Le bruit des glaçons
Bertrand Blier
par Eric Fourlanty
Par une journée ensoleillée d’hiver méridional, un inconnu (Albert Dupontel) sonne chez un écrivain célèbre (Jean Dujardin), reclus chez lui, un seau à glace bien rempli à la main, depuis que sa femme l’a quitté. L’inconnu se présente :
Bonjour, je suis votre cancer. Je me disais que ce serait pas mal qu’on fasse connaissance.
Je suis en train de boire un coup. Revenez un autre jour.
Je n’en ai pas pour longtemps, au maximum trois mois.
On le sait depuis Les Valseuses, Blier est un dialoguiste hors pair « On n’est pas bien? Paisibles, à la fraîche, décontractés du gland. ». Un dialoguiste dans la veine des Jeanson, Prévert et Audiard, avec le style du premier, la poésie du second et la gouaille du troisième. Tout son cinéma est porté par ce verbe bien franchouillard, où ce qui est dit est moins important que la façon dont on le dit. Découvert après Mai 68, Blier fils a été nourri au cinéma de l’époque de Blier père (La Bête humaine, Le jour se lève, Quai des brumes). Un cinéma populaire qui, sans en avoir l’air, se coltinait avec des sujets graves. En y ajoutant, génération d’après-guerre oblige, une dose de post-modernisme, de surréalisme et d’anarchisme, cet enfant de la balle a signé quelques grands films (Les valseuses, Buffet froid, Beau-père, Tenue de soirée, Merci la vie) qui doivent autant à Carné qu’à Buñuel.
Avec Le bruit des glaçons, son 18e film en 47 ans, Bertrand Blier retrouve une verve, une urgence, un plaisir de filmer absents de ses deux films précédents (Les côtelettes et Combien tu m’aimes?), dans lesquels il « faisait du Blier ». Est-ce l’âge? Peut-être. À 71 ans, ce cinéaste bourgeois et iconoclaste semble n’avoir plus rien à prouver. Il filme avec la simplicité de ses débuts, sans effets de manche et avec une épure nouvelle. Il a toujours tutoyé la mort, mais là, il la regarde droit dans les yeux. La mort est une affaire en ligne droite (superbe plan d’ouverture où Dupontel marche de dos, d’un pas décidé, dans une allée bordée d’arbres nus) et la mise en scène est sans détour, entre les apartés livrés directement au spectateur et une caméra qui glisse comme une barque au fil de l’eau. Blier, dialoguiste hors pair, oui, au point que ces phrases assassines et jouissives ont souvent masqué ses qualités de metteur en scène. Ici, le plus beau moment du film est muet, un long plan-séquence dans une maison vide, bercé par la voix de Félix Leclerc chantant Ailleurs! Par la grâce de ce plan inattendu, le film bascule avec pudeur dans un univers plus grave, quasi-onirique.
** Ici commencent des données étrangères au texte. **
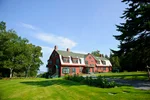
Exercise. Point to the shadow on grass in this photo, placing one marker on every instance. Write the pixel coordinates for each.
(51, 82)
(130, 76)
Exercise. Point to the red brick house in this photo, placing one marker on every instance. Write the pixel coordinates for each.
(67, 62)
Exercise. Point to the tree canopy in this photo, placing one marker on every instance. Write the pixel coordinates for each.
(17, 53)
(134, 48)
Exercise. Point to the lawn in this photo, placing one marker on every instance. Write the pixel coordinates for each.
(126, 75)
(60, 89)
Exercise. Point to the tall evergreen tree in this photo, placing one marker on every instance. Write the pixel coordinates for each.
(16, 53)
(135, 34)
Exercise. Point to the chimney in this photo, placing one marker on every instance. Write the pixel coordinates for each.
(68, 50)
(55, 48)
(100, 55)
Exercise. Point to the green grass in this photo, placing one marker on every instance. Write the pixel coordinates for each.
(60, 89)
(127, 75)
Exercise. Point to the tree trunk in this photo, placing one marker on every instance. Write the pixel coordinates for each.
(148, 69)
(10, 76)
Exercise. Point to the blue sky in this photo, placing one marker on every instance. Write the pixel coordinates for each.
(81, 25)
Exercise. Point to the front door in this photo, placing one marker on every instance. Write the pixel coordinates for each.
(87, 70)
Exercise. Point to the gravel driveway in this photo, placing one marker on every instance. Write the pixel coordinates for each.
(138, 84)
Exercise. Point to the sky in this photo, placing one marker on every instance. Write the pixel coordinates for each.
(81, 25)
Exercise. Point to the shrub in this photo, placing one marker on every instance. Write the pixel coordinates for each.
(97, 82)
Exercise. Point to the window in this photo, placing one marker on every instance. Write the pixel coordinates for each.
(92, 65)
(103, 62)
(73, 70)
(66, 59)
(74, 60)
(50, 62)
(86, 62)
(98, 62)
(65, 70)
(80, 61)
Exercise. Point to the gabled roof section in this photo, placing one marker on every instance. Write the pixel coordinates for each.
(72, 54)
(99, 58)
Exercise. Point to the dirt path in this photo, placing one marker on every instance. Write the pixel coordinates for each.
(138, 84)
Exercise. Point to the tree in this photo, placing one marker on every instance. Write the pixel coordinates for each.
(106, 56)
(135, 34)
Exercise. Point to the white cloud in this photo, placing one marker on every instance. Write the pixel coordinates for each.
(62, 42)
(29, 26)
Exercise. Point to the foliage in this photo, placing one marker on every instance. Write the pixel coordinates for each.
(17, 54)
(126, 75)
(43, 75)
(97, 82)
(115, 61)
(135, 36)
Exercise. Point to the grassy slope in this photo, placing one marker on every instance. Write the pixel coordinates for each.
(59, 89)
(126, 75)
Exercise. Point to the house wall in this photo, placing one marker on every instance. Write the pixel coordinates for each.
(52, 61)
(77, 70)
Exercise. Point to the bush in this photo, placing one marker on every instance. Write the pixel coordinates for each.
(97, 82)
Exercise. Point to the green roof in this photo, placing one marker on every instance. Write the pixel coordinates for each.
(72, 54)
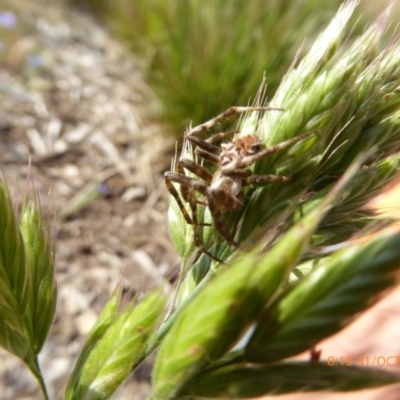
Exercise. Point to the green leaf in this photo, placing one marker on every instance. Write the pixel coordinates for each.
(14, 282)
(40, 259)
(216, 318)
(327, 299)
(111, 359)
(246, 381)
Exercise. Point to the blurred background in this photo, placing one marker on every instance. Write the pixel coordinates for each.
(96, 93)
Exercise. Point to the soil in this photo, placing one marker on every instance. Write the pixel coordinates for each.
(73, 101)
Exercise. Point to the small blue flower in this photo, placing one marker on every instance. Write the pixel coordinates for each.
(34, 60)
(102, 189)
(7, 19)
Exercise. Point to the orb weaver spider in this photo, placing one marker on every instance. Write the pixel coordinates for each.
(222, 190)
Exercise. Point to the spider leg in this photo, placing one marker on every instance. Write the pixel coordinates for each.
(264, 179)
(273, 149)
(201, 187)
(226, 114)
(194, 168)
(173, 177)
(219, 222)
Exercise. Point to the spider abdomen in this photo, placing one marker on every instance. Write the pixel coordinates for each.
(225, 193)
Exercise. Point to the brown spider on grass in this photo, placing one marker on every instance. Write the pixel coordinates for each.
(221, 191)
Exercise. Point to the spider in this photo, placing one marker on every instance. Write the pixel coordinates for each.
(221, 191)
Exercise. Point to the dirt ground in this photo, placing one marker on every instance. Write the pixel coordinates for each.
(73, 100)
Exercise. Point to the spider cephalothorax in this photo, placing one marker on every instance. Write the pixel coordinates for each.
(222, 190)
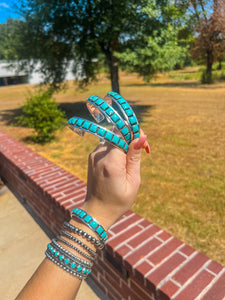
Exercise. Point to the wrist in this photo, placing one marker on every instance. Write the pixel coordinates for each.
(98, 210)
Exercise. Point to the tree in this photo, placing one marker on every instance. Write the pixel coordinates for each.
(8, 39)
(80, 30)
(209, 44)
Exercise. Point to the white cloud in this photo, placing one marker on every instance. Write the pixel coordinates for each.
(2, 4)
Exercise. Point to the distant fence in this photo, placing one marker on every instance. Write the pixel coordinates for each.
(140, 261)
(9, 80)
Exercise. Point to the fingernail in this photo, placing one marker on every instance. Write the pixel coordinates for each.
(147, 147)
(139, 144)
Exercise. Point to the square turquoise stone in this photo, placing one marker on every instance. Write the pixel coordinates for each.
(129, 112)
(82, 214)
(128, 137)
(103, 235)
(99, 101)
(101, 131)
(115, 117)
(104, 105)
(126, 147)
(74, 210)
(86, 125)
(109, 111)
(99, 230)
(87, 218)
(78, 211)
(136, 135)
(79, 122)
(121, 100)
(93, 128)
(108, 136)
(125, 130)
(120, 124)
(93, 224)
(135, 128)
(93, 98)
(125, 105)
(115, 139)
(121, 143)
(73, 120)
(133, 120)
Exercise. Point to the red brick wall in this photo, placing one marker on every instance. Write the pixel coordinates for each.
(140, 260)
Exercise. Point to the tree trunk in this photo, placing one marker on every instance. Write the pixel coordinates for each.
(114, 73)
(112, 62)
(209, 66)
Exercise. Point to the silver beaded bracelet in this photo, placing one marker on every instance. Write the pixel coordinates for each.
(90, 238)
(70, 236)
(75, 248)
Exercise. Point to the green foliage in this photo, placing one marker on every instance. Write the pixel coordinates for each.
(40, 112)
(158, 53)
(206, 77)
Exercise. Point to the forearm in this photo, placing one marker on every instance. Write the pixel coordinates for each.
(52, 282)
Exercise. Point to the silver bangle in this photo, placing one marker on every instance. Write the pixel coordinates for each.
(75, 248)
(90, 238)
(70, 236)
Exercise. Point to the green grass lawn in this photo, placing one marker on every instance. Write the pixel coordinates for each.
(183, 182)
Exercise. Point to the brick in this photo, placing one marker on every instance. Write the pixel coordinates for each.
(162, 253)
(190, 268)
(125, 223)
(143, 236)
(145, 223)
(139, 290)
(187, 250)
(217, 291)
(121, 252)
(164, 236)
(215, 267)
(123, 236)
(164, 270)
(168, 290)
(140, 253)
(195, 287)
(142, 269)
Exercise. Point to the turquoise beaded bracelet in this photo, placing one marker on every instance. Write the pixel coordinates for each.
(101, 110)
(80, 125)
(90, 222)
(126, 110)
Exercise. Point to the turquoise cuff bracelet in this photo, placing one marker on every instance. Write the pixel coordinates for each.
(100, 110)
(127, 112)
(80, 126)
(126, 121)
(90, 222)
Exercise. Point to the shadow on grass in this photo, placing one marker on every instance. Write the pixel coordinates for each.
(78, 109)
(189, 84)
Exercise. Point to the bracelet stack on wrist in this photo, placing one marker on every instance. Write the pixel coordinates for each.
(64, 258)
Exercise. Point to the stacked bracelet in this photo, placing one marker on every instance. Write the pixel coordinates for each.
(79, 231)
(127, 112)
(101, 109)
(90, 222)
(78, 242)
(75, 248)
(68, 261)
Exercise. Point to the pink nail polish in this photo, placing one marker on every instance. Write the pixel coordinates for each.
(140, 142)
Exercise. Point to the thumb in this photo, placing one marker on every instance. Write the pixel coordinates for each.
(134, 156)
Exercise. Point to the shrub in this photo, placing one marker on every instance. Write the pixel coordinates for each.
(41, 112)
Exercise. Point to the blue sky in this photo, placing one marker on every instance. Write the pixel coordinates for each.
(7, 10)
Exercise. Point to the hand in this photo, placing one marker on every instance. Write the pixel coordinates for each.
(113, 180)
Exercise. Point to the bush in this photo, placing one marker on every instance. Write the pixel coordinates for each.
(41, 112)
(206, 78)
Fils d’acteur, Blier fait encore ici la part belle à ses comédiens et ses comédiennes. Taxé depuis longtemps de misogynie, ce misanthrope de plus en plus humaniste au fil du temps a écrit l’un des plus beaux rôles d’Anne Alvaro, émouvante en servante amoureuse de son patron, tragédienne éthérée, entre Irène Papas et Delphine Seyrig. En truculente « cancer de boniche » aux allures de concierge, Myriam Boyer n’est pas en reste, pas plus que chacun des seconds rôles (la maîtresse, l’épouse, le fils et le médecin de l’écrivain) qui ont tous leur moment de gloire. Un héritage en ligne droite du cinéma français d’antan, celui de papa Blier, dont l’ombre plane sur chaque inflexion de voix de Dujardin et de Dupontel.
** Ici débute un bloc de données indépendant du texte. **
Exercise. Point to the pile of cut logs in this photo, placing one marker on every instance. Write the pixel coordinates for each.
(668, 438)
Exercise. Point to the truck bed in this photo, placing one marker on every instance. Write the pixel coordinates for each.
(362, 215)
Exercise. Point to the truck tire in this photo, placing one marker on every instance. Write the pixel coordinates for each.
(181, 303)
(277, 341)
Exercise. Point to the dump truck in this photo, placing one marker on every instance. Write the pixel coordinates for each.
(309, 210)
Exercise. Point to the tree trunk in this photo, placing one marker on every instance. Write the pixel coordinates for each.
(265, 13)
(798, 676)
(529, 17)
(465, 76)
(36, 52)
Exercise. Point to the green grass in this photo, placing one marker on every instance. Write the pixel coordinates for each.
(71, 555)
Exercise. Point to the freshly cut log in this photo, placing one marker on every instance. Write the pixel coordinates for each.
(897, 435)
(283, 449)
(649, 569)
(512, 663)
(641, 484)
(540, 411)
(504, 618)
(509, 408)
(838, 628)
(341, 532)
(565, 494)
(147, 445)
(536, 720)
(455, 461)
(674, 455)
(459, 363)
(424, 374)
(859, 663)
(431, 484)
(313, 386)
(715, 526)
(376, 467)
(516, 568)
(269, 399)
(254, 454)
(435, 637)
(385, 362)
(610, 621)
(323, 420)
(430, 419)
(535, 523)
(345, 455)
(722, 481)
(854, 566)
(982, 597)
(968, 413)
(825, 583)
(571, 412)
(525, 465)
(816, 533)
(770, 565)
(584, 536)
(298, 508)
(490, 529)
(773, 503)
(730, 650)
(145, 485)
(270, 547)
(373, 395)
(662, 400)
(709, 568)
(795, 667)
Alors qu’à l’époque de Trop belle pour toi, Blier confessait avoir du mal à finir un film, il se permet ici un happy end en forme de pirouette de polar de série B. Bien loin de la dictature du réalisme ambiant, Blier fait, une fois de plus, la preuve qu’il importe peu d’être réaliste pourvu qu’on soit vrai.